Nmap ("Network Mapper") is a free and open source (license) utility for network exploration or security auditing. Many systems and network administrators also find it useful for tasks such as network inventory, managing service upgrade schedules, and monitoring host or service uptime. Nmap uses raw IP packets in novel ways to determine what hosts are available on the network, what services (application name and version) those hosts are offering, what operating systems (and OS versions) they are running, what type of packet filters/firewalls are in use, and dozens of other characteristics. It was designed to rapidly scan large networks, but works fine against single hosts. Nmap runs on all major computer operating systems, and official binary packages are available for Linux, Windows, and Mac OS X. In addition to the classic command-line Nmap executable, the Nmap suite includes an advanced GUI and results viewer (Zenmap).

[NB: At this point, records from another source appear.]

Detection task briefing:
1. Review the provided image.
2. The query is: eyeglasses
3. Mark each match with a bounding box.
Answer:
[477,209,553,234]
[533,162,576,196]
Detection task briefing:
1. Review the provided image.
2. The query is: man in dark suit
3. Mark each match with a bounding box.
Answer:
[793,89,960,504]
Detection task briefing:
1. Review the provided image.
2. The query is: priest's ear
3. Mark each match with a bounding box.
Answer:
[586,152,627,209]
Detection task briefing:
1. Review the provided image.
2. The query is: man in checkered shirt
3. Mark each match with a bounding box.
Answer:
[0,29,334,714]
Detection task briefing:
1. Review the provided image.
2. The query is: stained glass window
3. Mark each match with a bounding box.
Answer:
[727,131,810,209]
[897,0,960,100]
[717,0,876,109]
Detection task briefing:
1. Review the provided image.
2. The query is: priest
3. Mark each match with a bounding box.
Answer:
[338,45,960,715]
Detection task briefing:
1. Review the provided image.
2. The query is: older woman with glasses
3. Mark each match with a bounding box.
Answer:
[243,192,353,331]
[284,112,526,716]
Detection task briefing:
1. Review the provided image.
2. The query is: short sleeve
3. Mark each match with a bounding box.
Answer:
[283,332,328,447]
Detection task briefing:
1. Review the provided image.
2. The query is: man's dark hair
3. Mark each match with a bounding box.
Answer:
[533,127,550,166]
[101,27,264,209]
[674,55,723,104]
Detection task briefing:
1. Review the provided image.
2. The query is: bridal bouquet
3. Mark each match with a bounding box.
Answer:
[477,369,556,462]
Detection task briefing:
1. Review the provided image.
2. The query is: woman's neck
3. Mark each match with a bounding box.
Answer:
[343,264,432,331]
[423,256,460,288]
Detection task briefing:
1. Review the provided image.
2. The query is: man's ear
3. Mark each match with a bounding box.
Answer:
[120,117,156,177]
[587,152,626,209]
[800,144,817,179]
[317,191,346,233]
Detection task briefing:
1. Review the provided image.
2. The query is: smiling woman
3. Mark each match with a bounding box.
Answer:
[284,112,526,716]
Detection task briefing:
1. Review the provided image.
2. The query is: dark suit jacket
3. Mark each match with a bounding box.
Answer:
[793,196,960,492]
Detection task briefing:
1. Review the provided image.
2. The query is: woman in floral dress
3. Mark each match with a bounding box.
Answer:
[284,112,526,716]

I would like to share few very good and handy features of Nmap which can help a system and network administrator very much in daily life.
Get list of servers with a specific port open
nmap -sT -p 80 -oG – 192.168.1.* | grep open
Find all active IP addresses in a network
nmap -sP 192.168.1.0/24
Ping a range of IP addresses
nmap -sP 192.168.1.100-200
nmap -F -O 192.168.1.1-255 | grep “Running: ” > /tmp/os; echo “$(cat /tmp/os | grep Linux | wc -l) Linux device(s)”; echo “$(cat /tmp/os | grep Windows | wc -l) Window(s) devices”
Scan for the Conficker virus on your LAN ect.
nmap -PN -T4 -p139,445 -n -v –script=smb-check-vulns –script-args safe=1 192.168.1.1-254
There are many more and you don’t need to remember all these commands, to save yourself from remembering these command download the latest GUI Zenmap and choose the appropriate command to execute.